Le plateau de Gizeh accueille cet automne une nouvelle incarnation du « Troisième paradis », œuvre signature de Michelangelo Pistoletto. Pour le festival d’art contemporain « Forever is Now », l’artiste de 92 ans déploie une version XXL : un signe de l’infini de 28 mètres modelé en blocs de calcaire – la pierre des pharaons – prolongé par un obélisque de trois mètres gainé de miroirs, présenté mardi au pied des grandes pyramides, selon l’AFP.
Calcaire, miroirs et un infini géant face aux pyramides
Icône de l’Arte Povera, Pistoletto reprend son motif fétiche déjà réinterprété dans le monde des milliers de fois et l’arrime à la matière du lieu : le calcaire des monuments antiques. Le ruban minéral qui dessine l’infini s’inscrit directement dans le sable du site, tandis qu’un obélisque aux faces réfléchissantes capte la lumière du désert et renvoie, en éclats, silhouettes et pierres. Cette mise en scène dialogue avec l’échelle pharaonique du paysage et inscrit l’œuvre dans une continuité de gestes et de matériaux plusieurs fois millénaires, d’après l’AFP.
Un plateau international pour « Forever is Now »

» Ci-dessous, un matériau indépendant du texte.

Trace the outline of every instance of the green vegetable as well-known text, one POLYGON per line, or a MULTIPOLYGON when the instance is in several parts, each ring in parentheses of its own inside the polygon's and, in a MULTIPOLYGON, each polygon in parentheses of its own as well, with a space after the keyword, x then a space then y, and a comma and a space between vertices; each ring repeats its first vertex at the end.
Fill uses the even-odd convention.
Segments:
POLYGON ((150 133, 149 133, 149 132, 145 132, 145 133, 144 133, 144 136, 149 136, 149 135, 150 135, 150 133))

Autour de cette pièce centrale, le festival réunit des créateurs venus de plusieurs continents. Le Franco-Béninois King Houndekpinkou érige une colonne composée de fragments de céramique récupérés dans une manufacture du Caire : « C’est une opportunité incroyable de converser avec 4 500 ans, voire plus, d’histoire », confie-t-il près de son « Totem blanc de lumière », cité par l’AFP. Le Sud-Coréen Jongkyu Park conçoit « Code de l’éternel » à partir des mesures de Khéops ; un millier de petits miroirs cylindriques plantés dans le sable forment, en morse, un poème imaginant un échange entre Tangun, fondateur mythique coréen, et un pharaon égyptien, selon l’AFP.
Le Portugais Alexandre Farto, alias Vhils, assemble des portes collectées au Caire et ailleurs pour figurer une fouille à ciel ouvert. Le programme accueille aussi Mert Ege Köse (Turquie), Alex Proba (États-Unis), Nadim Karam (Liban), Ana Ferrari (Brésil), Salha Al-Masry (Égypte) et le collectif russe Recycle Group. Cette cinquième édition se tient jusqu’au 6 décembre, d’après l’AFP.